Self-driving Donkey Car Training

Team members: Karina Rao, Kwasi Akuamoah Boateng, Peep Kolberg, Tõnis Hendrik Hlebnikov, Uroš Petrović

13 min readJun 12, 2022

Donkey is a self-driving platform for remote control cars. The car has a front-mounted RGB camera that records as the car drives. While driving, it also records its current throttle and steering angle values. Using the recorded data (images with throttle and steering values), it’s possible to teach the car to traverse any track.

A human must first control the car driving the track. Around 15 laps of clean driving are enough. The data can then be used to train a machine learning model (convolutional neural nets work best) to imitate the human’s driving. So, the car learns to drive through imitation learning.

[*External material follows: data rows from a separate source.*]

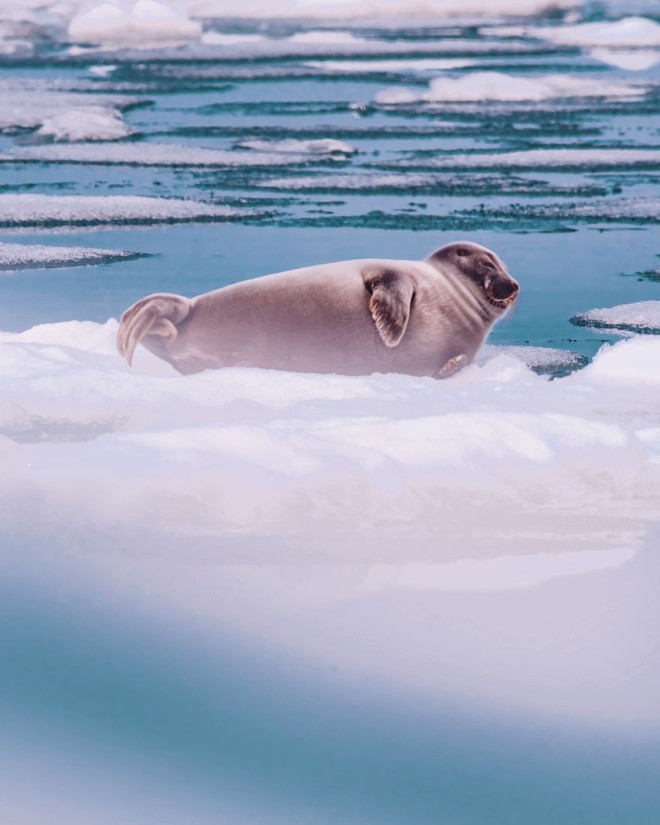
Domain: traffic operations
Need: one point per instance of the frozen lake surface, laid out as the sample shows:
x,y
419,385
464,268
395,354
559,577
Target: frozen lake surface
x,y
258,597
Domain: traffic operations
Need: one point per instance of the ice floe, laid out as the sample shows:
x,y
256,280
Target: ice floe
x,y
15,256
480,86
155,154
134,23
338,9
630,31
89,210
320,146
86,123
642,317
242,453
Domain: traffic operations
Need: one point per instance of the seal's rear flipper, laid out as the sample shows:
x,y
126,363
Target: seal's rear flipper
x,y
154,315
391,295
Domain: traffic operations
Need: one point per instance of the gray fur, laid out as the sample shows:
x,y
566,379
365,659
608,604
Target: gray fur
x,y
352,317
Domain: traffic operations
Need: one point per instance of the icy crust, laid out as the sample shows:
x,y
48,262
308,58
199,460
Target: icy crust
x,y
64,210
134,23
159,154
346,9
86,123
31,256
641,317
541,159
292,146
628,32
32,105
242,452
480,86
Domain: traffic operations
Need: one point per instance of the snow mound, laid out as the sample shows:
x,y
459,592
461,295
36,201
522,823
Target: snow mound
x,y
321,146
140,23
150,154
498,86
30,256
63,210
630,31
86,123
643,317
346,9
542,159
240,453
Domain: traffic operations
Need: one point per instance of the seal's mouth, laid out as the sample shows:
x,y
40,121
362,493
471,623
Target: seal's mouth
x,y
501,301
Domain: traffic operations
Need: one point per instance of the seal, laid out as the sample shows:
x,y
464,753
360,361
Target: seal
x,y
425,318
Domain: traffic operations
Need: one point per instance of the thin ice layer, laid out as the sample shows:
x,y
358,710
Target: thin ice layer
x,y
643,316
62,210
151,154
32,256
480,86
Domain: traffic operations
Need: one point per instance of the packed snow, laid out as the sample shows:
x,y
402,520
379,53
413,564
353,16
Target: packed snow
x,y
86,123
630,31
321,146
90,210
33,256
643,316
133,22
480,86
153,154
247,453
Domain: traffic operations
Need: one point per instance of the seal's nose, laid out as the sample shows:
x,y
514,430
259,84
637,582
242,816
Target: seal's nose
x,y
504,288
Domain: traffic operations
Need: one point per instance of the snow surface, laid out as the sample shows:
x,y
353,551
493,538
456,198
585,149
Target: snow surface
x,y
480,86
23,256
86,123
153,154
62,210
142,23
643,316
248,453
630,31
320,146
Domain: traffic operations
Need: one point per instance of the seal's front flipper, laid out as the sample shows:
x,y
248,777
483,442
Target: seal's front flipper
x,y
452,366
391,296
154,315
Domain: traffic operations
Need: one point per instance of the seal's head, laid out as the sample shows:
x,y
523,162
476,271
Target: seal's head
x,y
481,268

Donkey is open-source and comes with most of the machine learning pipeline already implemented. It even offers a choice between different tried and tested Keras model architectures. Training a model is as easy as recording some data and executing a command. But in the configuration files, there are also options to change every small detail about the car’s driving and model’s learning.

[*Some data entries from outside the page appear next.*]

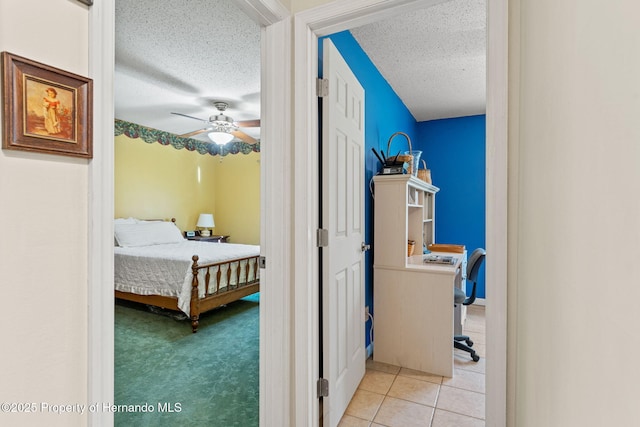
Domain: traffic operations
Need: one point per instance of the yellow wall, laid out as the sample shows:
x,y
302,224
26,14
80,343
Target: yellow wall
x,y
238,197
158,181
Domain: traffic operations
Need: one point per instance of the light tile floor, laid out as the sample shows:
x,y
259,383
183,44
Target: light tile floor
x,y
398,397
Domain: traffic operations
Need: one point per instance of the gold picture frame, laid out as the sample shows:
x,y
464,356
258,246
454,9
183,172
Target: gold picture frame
x,y
45,109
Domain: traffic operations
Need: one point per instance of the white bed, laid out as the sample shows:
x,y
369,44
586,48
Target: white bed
x,y
155,265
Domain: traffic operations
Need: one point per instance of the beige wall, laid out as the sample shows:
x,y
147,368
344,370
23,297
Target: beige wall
x,y
158,181
576,211
43,248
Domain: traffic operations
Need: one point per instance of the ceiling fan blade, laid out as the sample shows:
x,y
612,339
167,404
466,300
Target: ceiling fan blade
x,y
190,117
248,123
243,136
194,133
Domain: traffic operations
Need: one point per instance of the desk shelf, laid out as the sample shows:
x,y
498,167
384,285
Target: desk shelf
x,y
413,302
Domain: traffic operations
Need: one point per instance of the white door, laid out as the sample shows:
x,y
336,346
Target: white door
x,y
342,215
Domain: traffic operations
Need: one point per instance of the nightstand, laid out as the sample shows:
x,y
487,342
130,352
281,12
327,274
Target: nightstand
x,y
216,239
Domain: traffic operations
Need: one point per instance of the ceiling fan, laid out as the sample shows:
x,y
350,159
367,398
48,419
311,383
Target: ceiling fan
x,y
221,128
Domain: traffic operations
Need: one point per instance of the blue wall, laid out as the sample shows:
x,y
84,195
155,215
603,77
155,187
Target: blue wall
x,y
454,150
386,114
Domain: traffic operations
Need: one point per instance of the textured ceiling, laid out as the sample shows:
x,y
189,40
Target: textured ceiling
x,y
182,55
434,58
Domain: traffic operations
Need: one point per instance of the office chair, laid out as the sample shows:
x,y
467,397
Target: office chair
x,y
473,266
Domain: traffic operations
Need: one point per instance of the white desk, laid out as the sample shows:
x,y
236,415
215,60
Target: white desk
x,y
414,314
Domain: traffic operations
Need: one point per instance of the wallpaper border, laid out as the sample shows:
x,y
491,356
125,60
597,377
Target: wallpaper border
x,y
150,136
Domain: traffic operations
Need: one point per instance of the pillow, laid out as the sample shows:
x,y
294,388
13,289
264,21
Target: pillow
x,y
147,233
129,220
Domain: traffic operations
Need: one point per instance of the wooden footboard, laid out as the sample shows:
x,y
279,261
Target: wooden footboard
x,y
222,282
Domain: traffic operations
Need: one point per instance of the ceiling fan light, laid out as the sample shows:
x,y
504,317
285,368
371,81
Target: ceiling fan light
x,y
220,138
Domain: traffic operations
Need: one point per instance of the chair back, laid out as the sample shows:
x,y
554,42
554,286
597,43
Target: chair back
x,y
473,266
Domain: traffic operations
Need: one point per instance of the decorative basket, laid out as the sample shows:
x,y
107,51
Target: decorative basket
x,y
402,158
411,245
425,174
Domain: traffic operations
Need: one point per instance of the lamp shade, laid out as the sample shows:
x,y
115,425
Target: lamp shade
x,y
205,221
220,138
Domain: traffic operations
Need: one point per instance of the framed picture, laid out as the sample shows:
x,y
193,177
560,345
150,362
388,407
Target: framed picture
x,y
45,109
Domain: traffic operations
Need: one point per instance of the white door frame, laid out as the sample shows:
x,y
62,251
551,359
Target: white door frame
x,y
289,309
338,16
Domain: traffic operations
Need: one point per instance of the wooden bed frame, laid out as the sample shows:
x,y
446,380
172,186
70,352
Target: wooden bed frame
x,y
217,296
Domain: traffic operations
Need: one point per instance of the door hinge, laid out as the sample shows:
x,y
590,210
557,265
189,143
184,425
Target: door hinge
x,y
322,87
322,237
323,387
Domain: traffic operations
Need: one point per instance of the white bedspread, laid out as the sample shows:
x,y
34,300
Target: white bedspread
x,y
166,269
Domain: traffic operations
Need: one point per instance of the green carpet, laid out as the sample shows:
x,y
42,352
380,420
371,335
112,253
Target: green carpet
x,y
207,379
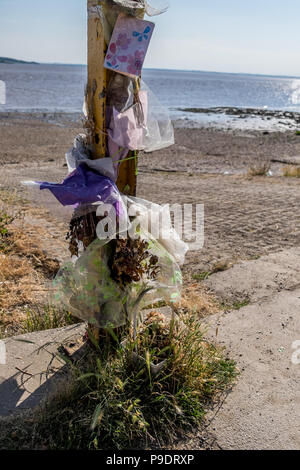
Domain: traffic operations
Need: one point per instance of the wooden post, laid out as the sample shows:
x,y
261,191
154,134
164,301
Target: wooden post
x,y
98,78
96,86
96,99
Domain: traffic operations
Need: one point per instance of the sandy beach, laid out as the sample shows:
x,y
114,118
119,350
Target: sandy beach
x,y
245,216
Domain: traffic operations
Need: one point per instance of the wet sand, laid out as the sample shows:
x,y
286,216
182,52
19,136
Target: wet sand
x,y
245,217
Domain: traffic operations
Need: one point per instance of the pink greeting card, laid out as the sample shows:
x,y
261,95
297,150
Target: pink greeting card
x,y
128,45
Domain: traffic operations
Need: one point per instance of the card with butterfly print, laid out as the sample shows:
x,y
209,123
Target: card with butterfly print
x,y
128,45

We chose to train models for two tasks. In the first task, we taught a car to drive on a figure 8 track and give way to another car on the same track via the Priority to the right rule. For the second task, we took the car outside and made it drive in nature. The task was to make the car follow a footpath.

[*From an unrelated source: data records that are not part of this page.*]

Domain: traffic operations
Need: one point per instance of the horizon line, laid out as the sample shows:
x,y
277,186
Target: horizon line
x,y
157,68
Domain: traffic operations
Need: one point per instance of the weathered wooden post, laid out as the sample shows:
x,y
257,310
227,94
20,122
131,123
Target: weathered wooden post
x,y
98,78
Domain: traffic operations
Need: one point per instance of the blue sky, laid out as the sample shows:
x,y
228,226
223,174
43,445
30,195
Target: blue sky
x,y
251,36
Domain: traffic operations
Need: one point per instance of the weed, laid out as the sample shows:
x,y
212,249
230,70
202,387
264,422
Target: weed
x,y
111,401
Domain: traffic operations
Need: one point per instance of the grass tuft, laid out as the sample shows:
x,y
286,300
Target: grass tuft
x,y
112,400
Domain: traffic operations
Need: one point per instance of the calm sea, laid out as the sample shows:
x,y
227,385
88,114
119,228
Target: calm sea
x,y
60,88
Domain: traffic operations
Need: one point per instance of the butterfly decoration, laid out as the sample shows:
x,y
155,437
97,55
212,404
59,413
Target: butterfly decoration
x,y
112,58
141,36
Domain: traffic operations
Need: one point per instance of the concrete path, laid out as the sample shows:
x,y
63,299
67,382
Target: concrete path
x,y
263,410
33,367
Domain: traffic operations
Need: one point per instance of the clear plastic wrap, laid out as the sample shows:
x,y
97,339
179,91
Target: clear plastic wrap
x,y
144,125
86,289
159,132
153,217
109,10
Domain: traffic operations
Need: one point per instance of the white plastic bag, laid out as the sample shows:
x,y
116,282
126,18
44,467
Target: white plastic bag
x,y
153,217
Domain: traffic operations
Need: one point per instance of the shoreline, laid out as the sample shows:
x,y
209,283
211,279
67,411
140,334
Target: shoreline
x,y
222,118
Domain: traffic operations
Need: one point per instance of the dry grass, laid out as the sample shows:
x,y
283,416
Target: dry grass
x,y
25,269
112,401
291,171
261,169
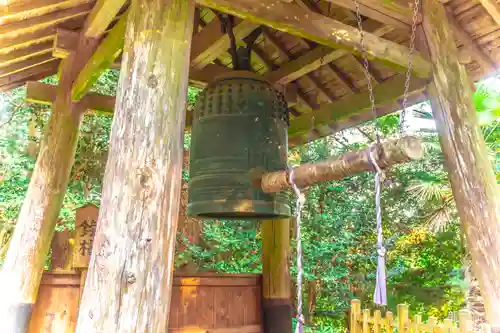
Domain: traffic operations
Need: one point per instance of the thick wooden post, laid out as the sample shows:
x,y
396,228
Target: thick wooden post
x,y
276,276
129,281
471,173
23,267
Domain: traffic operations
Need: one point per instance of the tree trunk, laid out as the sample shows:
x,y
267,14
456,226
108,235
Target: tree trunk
x,y
276,276
23,267
471,173
129,281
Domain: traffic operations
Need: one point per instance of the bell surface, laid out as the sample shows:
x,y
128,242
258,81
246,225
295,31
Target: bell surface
x,y
239,131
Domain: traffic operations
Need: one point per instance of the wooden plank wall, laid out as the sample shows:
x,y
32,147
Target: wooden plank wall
x,y
201,303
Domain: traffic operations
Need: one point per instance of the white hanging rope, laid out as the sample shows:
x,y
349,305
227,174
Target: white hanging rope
x,y
380,294
301,199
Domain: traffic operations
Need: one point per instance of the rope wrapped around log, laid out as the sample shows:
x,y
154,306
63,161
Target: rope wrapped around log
x,y
386,154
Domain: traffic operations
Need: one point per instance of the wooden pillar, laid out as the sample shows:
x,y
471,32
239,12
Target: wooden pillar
x,y
276,276
23,267
129,281
471,173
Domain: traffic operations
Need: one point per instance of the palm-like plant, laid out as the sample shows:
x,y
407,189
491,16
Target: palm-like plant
x,y
437,195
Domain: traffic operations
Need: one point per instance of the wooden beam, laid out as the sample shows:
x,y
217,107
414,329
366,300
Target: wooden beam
x,y
397,14
22,10
47,68
24,54
14,43
481,56
353,119
106,53
26,64
470,171
42,93
65,42
276,289
31,25
101,16
151,144
493,8
313,60
211,42
288,56
37,219
384,93
386,154
293,19
343,79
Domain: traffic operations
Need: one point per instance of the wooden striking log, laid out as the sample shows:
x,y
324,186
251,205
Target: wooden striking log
x,y
276,300
387,154
471,173
129,281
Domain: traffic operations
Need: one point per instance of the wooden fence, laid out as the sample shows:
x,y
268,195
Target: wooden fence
x,y
364,321
202,302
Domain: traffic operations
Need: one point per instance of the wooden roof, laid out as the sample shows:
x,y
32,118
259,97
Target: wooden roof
x,y
312,76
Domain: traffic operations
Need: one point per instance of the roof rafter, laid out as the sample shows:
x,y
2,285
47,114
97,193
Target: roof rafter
x,y
23,65
354,104
16,29
314,59
23,10
484,60
394,14
39,72
24,54
493,8
293,19
212,42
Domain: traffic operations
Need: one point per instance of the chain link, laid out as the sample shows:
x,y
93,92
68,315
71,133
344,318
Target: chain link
x,y
366,66
410,63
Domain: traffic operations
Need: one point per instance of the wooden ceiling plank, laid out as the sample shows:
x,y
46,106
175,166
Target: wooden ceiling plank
x,y
493,8
343,79
26,64
314,59
10,44
17,29
106,53
65,42
42,93
211,42
351,120
24,54
23,10
471,45
286,55
48,68
290,18
390,13
372,72
384,93
103,13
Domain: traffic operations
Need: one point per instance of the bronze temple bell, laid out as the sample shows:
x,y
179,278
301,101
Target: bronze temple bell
x,y
239,131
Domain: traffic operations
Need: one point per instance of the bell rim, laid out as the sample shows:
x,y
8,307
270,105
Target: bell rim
x,y
261,210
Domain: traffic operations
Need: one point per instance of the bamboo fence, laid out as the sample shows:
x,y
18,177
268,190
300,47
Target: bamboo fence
x,y
364,321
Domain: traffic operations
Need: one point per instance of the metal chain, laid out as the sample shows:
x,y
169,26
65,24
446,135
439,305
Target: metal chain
x,y
301,199
366,66
380,295
410,63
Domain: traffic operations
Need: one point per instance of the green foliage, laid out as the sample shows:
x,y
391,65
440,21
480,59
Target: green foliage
x,y
425,252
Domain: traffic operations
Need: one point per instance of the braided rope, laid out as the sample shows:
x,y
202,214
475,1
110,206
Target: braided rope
x,y
301,199
380,294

We planned to train different generations of models but had enough trouble trying to get the first generations to drive well. Different generations of models means first a human drives the car and the model learns from the human’s driving. Then, the model records its driving and we train the next generation on the model’s driving, and so on.

In this blog post, we describe the environments in which the cars drove, and how we collected the data. We also report which models we trained, and show the finished models driving.

1. Figure 8 track

In this task, we wanted two cars to drive on a figure 8 track simultaneously and give way to one another by following the Priority to the right rule. This rule states that “a vehicle is required to give way to vehicles approaching from the right at intersections” (Wikipedia, 2022).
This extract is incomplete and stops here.